Jakarta, Gatra.com - Komisi Pemberantasan Korupsi (KPK) masih pertanyakan tudingan TPF soal kewenangan secara berlebihan (excessive use of power) yang dilakukan oleh penyidik senior KPK Novel Baswedan.
Sebelumnya dalam satu anggota Tim Pencari Fakta (TPF), Nur Kholis dalam pemaparan hasil pemeriksaan menyatakan Novel melakukan kewenangan secara berlebihan (excessive use of power). Sehingga menimbulkan serangan balik atau balas dendam dari kasus yang ditangani Novel sebagai penyidik lembaga antirasuah.
Juru Bicara KPK, Febri Diansyah mengatakan bahwa istilah "excessive use of power' yang dimaksud merupakan persepsi dari pelaku penyerang novel. Padahal tim juga mengatakan pelaku sendiri belum tertangkap apalagi diperiksa.

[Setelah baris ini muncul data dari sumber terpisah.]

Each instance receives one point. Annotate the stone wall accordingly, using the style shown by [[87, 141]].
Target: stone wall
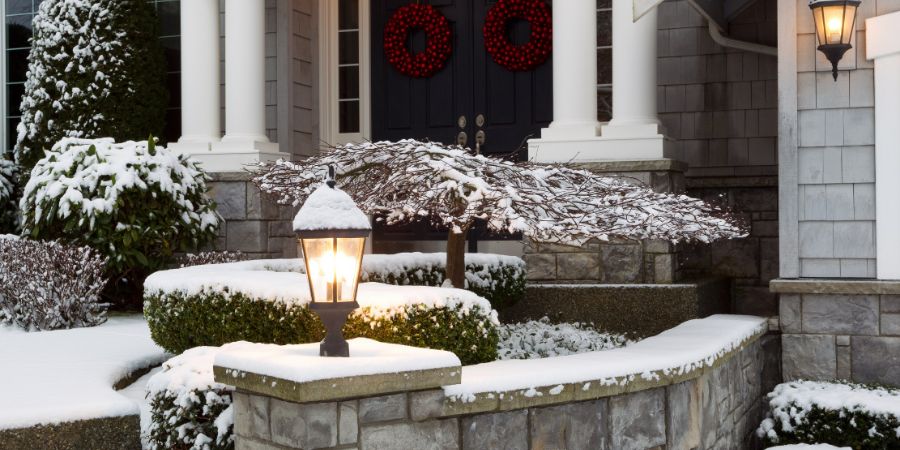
[[719, 407], [254, 224], [839, 330]]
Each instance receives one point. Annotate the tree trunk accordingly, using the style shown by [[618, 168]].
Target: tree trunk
[[456, 257]]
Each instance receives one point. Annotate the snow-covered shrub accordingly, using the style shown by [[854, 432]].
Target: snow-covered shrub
[[498, 278], [842, 414], [266, 301], [135, 202], [96, 69], [7, 194], [188, 409], [47, 285], [542, 339], [204, 258]]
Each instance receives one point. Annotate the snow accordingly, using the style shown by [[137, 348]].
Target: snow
[[61, 376], [330, 208], [302, 363], [282, 281], [692, 345], [542, 339], [808, 447], [790, 402]]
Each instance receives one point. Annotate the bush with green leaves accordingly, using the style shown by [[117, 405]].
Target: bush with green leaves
[[96, 69], [498, 278], [267, 301], [135, 202], [841, 414]]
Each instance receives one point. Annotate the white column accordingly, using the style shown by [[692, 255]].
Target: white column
[[883, 46], [574, 70], [245, 71], [200, 105]]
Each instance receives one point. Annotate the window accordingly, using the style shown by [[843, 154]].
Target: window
[[344, 44], [16, 43], [604, 60]]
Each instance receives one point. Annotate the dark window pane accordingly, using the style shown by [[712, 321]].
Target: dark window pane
[[604, 28], [18, 6], [172, 50], [173, 83], [604, 66], [15, 92], [348, 47], [348, 85], [18, 65], [348, 15], [169, 18], [18, 31], [349, 117]]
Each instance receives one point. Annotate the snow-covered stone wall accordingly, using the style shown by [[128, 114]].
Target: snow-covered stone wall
[[716, 404]]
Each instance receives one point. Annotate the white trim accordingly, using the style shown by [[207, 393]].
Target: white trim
[[328, 74]]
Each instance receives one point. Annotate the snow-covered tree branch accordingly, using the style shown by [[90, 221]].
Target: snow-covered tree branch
[[410, 180]]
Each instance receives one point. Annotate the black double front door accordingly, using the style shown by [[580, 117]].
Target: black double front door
[[472, 99]]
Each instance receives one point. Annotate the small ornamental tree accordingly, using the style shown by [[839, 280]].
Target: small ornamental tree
[[409, 180], [96, 69], [7, 195]]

"Mengambil kesimpulan itu atau itu hanya diambil sebagai kesimpulan yang dasarnya kita tidak tahu," ujar Febri di Gedung KPK, Kamis (18/7).

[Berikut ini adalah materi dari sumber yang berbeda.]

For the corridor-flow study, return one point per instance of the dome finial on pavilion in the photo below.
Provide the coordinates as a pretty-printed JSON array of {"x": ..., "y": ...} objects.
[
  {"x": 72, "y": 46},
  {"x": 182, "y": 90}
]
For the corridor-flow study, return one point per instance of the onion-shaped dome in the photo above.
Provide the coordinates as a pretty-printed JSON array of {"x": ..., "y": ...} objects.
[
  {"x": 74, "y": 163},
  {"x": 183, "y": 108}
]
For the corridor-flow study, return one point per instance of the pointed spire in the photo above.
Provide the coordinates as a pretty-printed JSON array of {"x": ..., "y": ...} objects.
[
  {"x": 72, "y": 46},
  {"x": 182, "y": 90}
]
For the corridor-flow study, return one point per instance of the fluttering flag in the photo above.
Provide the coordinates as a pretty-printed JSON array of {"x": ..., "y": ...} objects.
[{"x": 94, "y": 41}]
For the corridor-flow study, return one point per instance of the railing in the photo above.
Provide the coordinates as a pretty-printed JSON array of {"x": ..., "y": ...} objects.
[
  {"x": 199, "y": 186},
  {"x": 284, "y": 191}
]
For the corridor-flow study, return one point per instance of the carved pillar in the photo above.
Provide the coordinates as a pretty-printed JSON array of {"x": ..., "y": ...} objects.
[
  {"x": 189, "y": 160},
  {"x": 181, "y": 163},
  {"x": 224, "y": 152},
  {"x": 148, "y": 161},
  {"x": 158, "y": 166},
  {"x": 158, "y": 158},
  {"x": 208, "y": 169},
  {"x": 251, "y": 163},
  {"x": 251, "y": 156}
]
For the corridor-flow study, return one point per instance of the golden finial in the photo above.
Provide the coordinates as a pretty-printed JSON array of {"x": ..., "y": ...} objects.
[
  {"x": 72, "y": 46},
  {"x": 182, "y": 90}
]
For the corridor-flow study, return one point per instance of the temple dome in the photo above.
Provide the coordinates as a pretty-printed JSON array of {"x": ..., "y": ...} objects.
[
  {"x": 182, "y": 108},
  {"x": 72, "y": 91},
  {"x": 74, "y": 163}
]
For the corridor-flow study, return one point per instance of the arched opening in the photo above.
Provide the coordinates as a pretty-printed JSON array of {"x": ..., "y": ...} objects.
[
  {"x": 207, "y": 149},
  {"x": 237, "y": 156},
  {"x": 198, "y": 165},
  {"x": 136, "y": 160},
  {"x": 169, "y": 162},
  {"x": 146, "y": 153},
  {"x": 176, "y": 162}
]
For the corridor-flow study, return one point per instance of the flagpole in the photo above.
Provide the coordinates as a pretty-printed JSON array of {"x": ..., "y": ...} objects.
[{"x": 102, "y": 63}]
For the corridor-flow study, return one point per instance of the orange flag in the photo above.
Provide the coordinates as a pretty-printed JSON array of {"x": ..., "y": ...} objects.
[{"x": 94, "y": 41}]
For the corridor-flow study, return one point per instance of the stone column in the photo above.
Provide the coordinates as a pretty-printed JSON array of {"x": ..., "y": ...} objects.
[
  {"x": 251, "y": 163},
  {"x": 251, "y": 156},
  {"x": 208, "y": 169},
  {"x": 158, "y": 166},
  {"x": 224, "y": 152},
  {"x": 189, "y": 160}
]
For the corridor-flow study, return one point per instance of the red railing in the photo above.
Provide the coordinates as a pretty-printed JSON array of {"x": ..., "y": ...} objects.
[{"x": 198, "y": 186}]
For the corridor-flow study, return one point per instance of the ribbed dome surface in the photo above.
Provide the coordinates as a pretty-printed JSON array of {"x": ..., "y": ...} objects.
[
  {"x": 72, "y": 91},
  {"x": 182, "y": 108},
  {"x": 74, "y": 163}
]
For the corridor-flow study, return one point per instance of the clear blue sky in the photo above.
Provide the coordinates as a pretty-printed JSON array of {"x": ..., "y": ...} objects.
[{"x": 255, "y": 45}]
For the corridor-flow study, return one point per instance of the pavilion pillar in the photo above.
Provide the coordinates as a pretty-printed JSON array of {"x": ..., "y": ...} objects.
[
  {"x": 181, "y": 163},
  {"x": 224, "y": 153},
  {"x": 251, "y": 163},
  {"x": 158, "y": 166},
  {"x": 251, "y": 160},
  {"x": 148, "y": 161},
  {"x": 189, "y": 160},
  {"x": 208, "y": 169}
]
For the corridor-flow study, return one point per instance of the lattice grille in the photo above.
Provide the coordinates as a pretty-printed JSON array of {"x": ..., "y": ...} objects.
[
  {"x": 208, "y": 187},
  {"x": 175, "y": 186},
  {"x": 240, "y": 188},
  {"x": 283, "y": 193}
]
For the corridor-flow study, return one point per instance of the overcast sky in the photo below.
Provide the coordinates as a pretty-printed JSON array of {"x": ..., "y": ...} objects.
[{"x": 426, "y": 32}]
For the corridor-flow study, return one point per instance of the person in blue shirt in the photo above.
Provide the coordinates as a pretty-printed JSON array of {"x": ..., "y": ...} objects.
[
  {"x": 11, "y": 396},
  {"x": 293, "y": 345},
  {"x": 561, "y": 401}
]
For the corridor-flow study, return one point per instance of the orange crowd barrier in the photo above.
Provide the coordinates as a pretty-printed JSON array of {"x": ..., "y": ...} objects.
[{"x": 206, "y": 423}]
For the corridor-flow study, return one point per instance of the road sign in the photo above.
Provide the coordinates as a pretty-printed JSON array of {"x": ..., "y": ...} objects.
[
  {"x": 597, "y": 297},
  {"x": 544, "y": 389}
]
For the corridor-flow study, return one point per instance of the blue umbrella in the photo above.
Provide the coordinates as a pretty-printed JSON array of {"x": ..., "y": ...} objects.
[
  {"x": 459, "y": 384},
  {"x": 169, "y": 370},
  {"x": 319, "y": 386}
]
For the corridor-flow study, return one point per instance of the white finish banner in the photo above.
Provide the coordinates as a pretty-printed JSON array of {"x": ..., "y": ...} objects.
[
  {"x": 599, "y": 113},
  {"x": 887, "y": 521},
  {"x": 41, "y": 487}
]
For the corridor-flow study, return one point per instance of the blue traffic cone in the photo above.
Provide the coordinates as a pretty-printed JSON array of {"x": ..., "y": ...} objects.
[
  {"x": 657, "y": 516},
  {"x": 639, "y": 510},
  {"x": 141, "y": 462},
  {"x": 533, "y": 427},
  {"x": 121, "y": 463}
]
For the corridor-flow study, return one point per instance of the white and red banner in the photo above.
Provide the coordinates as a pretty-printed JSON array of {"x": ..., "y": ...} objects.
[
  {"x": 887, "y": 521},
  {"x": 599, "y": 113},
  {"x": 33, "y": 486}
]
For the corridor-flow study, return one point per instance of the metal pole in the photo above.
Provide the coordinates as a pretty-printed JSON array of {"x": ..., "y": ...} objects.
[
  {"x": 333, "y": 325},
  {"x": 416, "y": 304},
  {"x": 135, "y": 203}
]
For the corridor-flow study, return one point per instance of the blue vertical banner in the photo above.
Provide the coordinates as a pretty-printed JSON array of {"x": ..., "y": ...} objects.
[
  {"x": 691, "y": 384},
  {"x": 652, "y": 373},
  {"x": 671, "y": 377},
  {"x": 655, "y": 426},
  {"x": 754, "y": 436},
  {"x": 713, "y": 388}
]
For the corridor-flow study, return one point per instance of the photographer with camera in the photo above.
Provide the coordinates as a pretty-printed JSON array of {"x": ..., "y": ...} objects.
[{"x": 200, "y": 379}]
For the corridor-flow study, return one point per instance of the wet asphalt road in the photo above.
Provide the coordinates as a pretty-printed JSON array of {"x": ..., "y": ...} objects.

Febri memastikan dalam penanganan enam perkara korupsi yang menjadi penyebab penyerangan terhadap Novel, dilaksanakan sesuai prosedur hukum.

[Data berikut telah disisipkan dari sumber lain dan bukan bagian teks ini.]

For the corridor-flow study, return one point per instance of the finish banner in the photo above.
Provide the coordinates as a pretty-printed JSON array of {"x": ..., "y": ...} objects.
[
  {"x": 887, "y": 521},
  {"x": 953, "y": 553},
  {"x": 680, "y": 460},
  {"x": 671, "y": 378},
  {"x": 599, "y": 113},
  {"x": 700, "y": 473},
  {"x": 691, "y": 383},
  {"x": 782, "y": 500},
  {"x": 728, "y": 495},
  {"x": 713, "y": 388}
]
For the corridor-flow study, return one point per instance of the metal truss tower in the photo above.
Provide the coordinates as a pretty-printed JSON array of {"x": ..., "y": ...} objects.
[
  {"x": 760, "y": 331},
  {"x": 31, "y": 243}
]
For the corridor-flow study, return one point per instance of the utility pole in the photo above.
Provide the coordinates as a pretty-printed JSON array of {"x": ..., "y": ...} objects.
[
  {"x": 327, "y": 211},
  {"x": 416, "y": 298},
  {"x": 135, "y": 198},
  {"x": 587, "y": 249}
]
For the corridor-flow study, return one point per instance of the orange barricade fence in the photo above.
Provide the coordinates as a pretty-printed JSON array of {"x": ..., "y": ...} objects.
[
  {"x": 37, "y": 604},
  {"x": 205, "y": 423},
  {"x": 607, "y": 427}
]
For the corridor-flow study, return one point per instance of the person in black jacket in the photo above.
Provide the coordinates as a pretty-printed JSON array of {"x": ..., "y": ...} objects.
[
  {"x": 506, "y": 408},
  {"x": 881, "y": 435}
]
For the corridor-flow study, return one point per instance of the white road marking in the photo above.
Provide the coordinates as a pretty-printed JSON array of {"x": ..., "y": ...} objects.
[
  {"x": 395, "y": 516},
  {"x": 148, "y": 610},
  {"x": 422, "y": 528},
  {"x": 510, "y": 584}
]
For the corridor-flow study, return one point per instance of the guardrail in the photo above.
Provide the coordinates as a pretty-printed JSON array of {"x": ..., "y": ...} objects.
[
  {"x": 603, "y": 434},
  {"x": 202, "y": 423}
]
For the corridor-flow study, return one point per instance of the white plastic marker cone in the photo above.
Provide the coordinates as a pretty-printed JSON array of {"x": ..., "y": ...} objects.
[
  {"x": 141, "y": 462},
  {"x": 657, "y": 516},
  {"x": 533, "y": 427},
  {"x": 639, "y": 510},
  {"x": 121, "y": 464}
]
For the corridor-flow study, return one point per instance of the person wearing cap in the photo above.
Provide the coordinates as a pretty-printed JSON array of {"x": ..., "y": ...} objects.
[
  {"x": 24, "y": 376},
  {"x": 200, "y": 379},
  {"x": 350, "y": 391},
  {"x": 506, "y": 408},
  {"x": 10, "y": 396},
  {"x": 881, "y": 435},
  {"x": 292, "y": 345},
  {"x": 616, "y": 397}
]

"Tidak hanya satu satgas, dan tidak hanya di penyidikan, ada penyelidik dan ada penuntut, dan semuanya sudah berkekuatan hukum tetap. tidak ada istilah excessive use of power," terangnya
Sebelumnya, TPF menyebutkan ada enam indikasi kasus yang pernah ditangani Novel, menjadi motif balas dendam dengan melakukan penyiraman air keras tersebut. Yakni kasus E-KTP, kasus Mahkamah Konstitusi (MK) Akil Mochtar, kasus Sekjen Mahkamah Agung Nurhadi, kasus suap Bupati Buol Amran Batalipu, kasus korupsi Wisma Atlet, dan kasus sarang burung walet.